Statistics with Resampling - the Technique

By Robin Verhoef in R Statistics

June 2, 2020

In this post, I will try to explain the three base parts of every resampling experiment and explain the relevant code I use for those parts. I hope that after this, you will be able to work from this base and create your own experiments


The first part of any experiment is the setup. In this part, I ensure repeatability, set up our variables and also the place where we want to store our results. First, I add a seed. The function set.seed() sets a starting point for generating random numbers and makes sure that I get the same set of random numbers every time. Secondly, I specify how many times I want to repeat an experiment. This number also determines how many outputs I will get. If I am only interested in 1 outcome, I will create a vector which is filled with NA values to reserve space and fill these along the way. If I was interested in multiple outcomes, I would make multiple vectors. Lastly, sometimes there will be a dataset from which you will be sampeling. In this case, I will check how often you get a pair in a hand of 5 cards. As data, I will use the numbers from 1 to 13 to represent the 13 different cards and repeat them 4 times for the 4 suits in a deck.
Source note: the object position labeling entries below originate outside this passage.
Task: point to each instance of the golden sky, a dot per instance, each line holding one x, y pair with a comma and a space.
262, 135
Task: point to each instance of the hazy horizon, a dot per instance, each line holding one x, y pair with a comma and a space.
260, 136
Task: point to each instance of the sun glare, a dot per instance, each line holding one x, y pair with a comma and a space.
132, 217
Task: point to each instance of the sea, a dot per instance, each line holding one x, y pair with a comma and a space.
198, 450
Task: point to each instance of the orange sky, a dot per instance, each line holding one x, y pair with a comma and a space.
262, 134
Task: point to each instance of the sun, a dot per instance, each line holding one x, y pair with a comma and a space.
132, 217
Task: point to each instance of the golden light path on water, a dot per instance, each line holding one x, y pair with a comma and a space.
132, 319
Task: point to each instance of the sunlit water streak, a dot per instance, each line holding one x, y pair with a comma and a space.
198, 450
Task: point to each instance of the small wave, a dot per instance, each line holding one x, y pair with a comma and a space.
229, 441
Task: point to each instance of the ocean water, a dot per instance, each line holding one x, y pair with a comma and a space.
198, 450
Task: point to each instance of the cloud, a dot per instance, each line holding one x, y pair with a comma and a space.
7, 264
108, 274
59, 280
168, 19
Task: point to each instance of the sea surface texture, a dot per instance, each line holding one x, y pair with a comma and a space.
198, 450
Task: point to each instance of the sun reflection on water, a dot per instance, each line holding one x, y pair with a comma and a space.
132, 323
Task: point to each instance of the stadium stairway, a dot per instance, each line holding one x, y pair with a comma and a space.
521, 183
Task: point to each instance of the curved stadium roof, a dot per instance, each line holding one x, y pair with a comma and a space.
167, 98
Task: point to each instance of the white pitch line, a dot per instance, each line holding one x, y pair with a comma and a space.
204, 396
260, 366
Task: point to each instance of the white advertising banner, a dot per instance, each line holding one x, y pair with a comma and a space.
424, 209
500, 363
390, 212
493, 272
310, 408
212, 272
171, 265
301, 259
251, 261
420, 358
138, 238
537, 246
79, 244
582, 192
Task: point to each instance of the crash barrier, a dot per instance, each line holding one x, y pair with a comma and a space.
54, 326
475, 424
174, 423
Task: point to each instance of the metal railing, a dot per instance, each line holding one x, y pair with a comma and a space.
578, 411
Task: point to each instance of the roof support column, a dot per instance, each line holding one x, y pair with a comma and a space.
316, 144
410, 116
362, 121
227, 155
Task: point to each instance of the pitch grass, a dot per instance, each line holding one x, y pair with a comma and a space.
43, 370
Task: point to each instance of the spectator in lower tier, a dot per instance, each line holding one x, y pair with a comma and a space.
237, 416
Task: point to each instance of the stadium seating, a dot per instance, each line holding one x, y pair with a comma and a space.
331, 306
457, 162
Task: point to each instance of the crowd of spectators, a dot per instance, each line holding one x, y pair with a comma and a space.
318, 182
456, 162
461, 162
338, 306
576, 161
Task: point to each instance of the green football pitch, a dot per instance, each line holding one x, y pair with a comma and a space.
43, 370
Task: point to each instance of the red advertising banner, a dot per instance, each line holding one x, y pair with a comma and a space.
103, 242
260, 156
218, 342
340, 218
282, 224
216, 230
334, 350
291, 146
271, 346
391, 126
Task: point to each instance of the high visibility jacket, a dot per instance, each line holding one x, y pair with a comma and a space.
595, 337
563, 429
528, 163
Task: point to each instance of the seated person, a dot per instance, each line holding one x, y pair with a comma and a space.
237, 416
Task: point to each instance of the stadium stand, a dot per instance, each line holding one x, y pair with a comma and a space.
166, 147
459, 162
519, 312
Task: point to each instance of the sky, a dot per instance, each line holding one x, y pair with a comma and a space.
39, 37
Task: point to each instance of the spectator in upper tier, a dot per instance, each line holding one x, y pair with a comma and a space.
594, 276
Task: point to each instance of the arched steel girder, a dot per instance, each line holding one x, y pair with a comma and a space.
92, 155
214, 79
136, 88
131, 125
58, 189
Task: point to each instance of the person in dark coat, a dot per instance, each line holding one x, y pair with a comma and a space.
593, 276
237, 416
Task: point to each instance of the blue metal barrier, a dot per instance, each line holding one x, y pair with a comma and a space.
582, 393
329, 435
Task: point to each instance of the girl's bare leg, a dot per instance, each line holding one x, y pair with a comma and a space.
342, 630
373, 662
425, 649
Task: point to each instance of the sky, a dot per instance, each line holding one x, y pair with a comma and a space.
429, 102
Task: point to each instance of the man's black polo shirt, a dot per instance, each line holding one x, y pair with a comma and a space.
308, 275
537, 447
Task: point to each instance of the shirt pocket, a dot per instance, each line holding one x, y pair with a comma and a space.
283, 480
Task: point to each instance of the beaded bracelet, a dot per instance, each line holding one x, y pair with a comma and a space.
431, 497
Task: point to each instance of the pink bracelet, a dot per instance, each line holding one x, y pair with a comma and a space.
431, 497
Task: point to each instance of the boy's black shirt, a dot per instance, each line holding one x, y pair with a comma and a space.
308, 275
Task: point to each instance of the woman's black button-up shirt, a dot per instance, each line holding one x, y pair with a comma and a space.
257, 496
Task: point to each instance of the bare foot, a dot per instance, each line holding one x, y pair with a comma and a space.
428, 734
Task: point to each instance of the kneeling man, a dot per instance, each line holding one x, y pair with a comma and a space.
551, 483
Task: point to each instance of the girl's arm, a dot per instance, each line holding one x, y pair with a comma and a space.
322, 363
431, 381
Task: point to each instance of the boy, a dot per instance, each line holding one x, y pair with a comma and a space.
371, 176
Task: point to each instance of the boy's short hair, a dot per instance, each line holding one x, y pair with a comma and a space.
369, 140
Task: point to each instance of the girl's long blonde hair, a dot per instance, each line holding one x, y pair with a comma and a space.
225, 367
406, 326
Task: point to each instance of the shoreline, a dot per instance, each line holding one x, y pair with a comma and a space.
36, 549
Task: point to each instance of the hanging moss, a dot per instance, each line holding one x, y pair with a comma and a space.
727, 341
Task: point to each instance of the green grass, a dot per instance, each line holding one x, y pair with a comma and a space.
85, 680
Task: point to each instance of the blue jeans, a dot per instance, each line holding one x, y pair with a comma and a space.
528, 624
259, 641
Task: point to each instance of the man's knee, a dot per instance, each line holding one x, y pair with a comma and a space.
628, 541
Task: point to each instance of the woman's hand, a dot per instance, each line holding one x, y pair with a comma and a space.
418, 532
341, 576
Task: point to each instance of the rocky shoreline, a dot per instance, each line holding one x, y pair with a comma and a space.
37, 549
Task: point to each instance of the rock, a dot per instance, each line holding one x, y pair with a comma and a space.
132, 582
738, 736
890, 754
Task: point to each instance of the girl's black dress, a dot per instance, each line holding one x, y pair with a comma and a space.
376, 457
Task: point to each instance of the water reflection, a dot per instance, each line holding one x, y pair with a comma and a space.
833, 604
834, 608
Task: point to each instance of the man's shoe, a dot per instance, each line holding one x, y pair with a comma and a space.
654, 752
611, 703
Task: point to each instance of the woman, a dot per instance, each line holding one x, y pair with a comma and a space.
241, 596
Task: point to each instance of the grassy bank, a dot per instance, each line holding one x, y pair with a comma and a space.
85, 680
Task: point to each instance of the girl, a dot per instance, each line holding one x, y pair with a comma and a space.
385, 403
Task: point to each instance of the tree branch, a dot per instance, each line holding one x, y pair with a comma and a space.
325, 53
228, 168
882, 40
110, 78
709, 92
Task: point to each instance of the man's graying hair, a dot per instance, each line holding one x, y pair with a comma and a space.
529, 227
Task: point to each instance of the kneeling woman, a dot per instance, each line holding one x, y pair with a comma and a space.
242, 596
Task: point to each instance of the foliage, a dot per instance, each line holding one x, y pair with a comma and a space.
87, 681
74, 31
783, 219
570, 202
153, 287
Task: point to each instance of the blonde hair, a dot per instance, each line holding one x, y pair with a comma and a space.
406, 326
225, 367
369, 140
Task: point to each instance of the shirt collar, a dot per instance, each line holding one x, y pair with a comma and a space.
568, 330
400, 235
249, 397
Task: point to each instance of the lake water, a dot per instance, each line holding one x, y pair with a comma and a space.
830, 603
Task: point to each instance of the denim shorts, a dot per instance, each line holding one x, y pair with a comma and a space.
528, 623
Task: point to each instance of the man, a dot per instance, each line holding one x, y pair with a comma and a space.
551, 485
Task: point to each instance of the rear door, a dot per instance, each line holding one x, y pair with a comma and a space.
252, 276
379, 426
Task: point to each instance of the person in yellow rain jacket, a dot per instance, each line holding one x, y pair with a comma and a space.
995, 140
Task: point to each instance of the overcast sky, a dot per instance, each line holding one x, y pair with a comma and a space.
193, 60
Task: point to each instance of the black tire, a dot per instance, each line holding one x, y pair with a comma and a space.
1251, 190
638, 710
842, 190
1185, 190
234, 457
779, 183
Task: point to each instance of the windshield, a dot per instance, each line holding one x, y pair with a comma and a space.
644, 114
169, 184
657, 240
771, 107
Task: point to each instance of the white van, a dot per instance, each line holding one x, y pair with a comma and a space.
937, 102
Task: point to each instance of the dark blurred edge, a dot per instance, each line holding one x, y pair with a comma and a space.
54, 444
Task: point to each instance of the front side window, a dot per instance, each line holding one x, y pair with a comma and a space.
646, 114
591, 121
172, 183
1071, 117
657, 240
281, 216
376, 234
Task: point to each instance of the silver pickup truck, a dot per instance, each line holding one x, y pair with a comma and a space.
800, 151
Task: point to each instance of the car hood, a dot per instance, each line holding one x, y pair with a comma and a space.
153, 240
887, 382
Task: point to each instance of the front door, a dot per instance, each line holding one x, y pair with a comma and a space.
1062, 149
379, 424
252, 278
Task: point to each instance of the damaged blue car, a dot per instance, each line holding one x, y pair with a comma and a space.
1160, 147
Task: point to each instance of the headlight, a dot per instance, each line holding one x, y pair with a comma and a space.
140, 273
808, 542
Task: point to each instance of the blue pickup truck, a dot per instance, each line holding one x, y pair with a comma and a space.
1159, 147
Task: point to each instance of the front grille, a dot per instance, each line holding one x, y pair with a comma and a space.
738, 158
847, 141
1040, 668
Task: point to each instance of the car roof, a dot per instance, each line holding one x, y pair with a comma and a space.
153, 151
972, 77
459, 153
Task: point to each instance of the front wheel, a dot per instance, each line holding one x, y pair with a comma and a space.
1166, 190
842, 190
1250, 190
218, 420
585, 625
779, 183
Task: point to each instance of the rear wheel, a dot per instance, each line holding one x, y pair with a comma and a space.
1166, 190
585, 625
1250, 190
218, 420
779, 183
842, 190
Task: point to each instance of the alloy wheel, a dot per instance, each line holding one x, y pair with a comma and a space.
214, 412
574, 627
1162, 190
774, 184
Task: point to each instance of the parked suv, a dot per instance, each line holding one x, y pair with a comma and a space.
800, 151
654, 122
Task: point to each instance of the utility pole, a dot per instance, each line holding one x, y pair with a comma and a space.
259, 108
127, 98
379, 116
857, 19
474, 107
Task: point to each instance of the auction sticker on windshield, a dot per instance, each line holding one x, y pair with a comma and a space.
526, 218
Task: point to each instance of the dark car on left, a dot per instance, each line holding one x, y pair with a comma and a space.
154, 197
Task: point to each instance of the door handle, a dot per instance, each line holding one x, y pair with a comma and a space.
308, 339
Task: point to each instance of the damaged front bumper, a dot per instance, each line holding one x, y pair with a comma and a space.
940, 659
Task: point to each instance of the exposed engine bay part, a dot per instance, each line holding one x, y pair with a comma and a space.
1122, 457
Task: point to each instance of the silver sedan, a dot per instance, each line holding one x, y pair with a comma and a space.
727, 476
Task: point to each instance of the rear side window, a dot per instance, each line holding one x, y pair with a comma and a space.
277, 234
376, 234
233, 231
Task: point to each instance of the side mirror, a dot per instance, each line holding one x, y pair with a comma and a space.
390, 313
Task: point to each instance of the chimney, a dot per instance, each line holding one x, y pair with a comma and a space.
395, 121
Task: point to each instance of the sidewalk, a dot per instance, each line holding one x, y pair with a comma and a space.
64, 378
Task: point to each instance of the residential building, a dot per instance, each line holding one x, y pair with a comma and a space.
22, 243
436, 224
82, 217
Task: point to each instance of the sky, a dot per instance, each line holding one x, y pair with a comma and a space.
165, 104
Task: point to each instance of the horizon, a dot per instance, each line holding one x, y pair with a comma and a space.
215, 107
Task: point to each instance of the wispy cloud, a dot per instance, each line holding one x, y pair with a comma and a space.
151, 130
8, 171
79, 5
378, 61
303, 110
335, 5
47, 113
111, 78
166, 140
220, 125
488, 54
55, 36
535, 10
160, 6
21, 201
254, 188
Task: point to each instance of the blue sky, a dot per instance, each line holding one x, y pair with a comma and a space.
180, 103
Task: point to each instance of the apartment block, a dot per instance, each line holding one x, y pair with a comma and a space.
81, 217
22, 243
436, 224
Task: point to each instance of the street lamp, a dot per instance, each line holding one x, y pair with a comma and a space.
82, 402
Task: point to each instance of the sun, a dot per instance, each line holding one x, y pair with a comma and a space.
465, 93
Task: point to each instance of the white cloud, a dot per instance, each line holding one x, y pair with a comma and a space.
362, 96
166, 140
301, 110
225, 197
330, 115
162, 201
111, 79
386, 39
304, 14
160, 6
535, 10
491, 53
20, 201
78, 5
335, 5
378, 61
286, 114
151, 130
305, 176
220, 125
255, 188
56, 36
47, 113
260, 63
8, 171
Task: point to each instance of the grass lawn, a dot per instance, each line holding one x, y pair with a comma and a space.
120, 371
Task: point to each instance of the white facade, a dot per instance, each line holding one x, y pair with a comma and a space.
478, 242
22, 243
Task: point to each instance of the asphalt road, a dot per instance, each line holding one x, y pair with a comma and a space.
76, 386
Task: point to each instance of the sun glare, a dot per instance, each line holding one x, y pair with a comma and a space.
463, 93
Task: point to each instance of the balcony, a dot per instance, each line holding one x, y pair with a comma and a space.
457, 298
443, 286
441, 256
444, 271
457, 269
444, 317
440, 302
set.seed(20200609) # Set a starting point for all random numbers
reps <- 1000 # Number of times we want to run the experiment
results <- rep(NA, times = reps) # Repeat the value NA for reps times
data <- rep(1:13, times = 4) # Repeat the numbers 1-13 4 times


This is where the fun part starts. Here, you get to think about what you actually want to measure and how you can explain that to a computer. This is the part where you can go crazy with experimentation and complexity. To start, I added a for loop which will run reps times. Then, I add the draw of the hand of cards using sample() and store the result in hand. To count the numbers in the hand and find if there is a pair, I will use the table() function.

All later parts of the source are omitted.